Trinity, c.1515 - Lucas Cranach the Elder
Trinity -- Lucas Cranach the Elder (1515)

This Sunday is the only day in the whole Christian Calendar that is dedicated to a theological doctrine rather than a person, event or sacred symbol. Compared to other occasions, the Feast of the Holy Trinity came to be observed rather late in the Church’s history and was not made official until 1334. The intention was to conclude the liturgical commemorations of the life of Jesus Christ and the coming of the Holy Spirit by focusing on the whole nature of God. Trinity was taken up with particular enthusiasm by the church in England, and so came to be specially identified with the Anglican Church that resulted from Henry VIII's break with Rome in the 16th century.

The doctrine of the Holy Trinity  -- that there are Three Persons in One God -- is  central to orthodox Christianity, and figures in confessions of faith both at baptism and confirmation. At the same time, though we are asked to affirm it, the doctrine is immensely difficult – perhaps impossible -- to understand completely. How did Christians end up in the position of having to believe what they can hardly understand?
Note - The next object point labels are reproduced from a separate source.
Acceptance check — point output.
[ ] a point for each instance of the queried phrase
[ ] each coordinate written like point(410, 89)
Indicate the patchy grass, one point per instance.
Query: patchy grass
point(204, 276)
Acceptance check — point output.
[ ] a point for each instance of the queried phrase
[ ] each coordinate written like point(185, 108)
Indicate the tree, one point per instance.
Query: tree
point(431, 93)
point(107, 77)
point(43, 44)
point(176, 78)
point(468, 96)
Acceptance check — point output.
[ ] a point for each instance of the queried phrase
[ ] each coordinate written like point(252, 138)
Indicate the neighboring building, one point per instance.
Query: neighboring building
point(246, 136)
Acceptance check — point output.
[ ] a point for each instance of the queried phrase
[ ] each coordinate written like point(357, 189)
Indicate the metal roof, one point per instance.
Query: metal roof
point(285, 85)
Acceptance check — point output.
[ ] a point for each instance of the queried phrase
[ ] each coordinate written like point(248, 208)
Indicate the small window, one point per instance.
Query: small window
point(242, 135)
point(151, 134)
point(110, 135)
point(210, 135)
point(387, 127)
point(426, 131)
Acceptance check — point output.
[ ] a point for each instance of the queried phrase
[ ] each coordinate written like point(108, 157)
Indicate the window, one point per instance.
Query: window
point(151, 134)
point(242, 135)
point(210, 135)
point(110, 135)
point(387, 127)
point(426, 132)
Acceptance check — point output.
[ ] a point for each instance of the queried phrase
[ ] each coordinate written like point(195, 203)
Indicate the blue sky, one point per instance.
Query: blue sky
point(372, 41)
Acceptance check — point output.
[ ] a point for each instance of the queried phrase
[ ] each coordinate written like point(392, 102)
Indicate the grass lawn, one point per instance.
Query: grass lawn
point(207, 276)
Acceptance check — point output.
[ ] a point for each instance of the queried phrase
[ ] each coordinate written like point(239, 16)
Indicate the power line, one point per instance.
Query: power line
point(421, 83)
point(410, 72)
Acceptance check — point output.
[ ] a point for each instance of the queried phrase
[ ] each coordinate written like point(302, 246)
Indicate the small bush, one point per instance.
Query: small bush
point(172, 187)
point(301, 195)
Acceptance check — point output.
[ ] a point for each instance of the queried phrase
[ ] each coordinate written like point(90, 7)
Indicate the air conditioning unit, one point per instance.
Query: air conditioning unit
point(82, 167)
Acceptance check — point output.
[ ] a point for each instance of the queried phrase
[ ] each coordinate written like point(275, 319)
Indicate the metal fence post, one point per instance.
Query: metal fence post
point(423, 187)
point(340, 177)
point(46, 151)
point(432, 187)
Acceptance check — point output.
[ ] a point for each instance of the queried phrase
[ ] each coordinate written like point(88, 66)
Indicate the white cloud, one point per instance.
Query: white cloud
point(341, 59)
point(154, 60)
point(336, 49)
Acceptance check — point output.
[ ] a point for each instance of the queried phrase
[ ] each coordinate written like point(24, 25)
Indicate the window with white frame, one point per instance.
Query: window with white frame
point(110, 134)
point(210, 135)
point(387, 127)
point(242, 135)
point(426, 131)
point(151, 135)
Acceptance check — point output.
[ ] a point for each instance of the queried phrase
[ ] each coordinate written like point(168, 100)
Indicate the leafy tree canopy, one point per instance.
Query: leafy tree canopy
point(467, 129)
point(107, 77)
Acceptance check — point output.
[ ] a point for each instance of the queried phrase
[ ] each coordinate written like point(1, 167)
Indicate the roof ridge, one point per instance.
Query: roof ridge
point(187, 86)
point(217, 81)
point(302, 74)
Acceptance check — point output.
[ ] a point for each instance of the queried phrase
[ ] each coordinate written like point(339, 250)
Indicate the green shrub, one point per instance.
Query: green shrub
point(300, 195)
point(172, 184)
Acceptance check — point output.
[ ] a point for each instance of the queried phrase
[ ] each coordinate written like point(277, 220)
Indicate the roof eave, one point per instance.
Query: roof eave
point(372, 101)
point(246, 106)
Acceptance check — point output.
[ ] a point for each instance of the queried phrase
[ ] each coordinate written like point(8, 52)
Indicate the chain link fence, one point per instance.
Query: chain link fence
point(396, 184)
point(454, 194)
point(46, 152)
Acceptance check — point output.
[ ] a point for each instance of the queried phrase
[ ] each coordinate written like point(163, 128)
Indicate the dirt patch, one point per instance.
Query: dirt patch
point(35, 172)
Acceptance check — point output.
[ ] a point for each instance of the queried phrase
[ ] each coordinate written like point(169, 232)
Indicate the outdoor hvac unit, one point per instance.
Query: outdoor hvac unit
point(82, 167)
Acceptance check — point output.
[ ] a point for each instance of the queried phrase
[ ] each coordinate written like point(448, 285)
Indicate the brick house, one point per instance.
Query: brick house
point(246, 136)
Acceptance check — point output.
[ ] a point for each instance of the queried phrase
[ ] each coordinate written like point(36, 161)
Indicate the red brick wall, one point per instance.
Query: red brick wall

The answer is this. As early Christians struggled to hold on to the essentials of the Jewish belief in One God and at the same time acknowledge the full significance of Jesus’ Resurrection, and also explain their sense of spiritual empowerment at Pentecost when the Risen Christ was no longer present to them, they effectively stumbled on a formula -- the Father who created them, the Son who redeemed them, and the Spirit who sanctified them must be different 'persons' enjoying a perfect unity one with another. We owe the doctrine's most familiar version – in the form of a blessing – to St Paul, who ends his Epistle for this Sunday with these words  --“The grace of the Lord Jesus Christ, the love of God, and the communion of the Holy Spirit be with you all”. But in invoking this blessing, Paul is simply echoing the “great commission” that Jesus gives his disciples in Matthew’s Gospel – “Go therefore and make disciples of all nations, baptizing them in the name of the Father and of the Son and of the Holy Spirit”.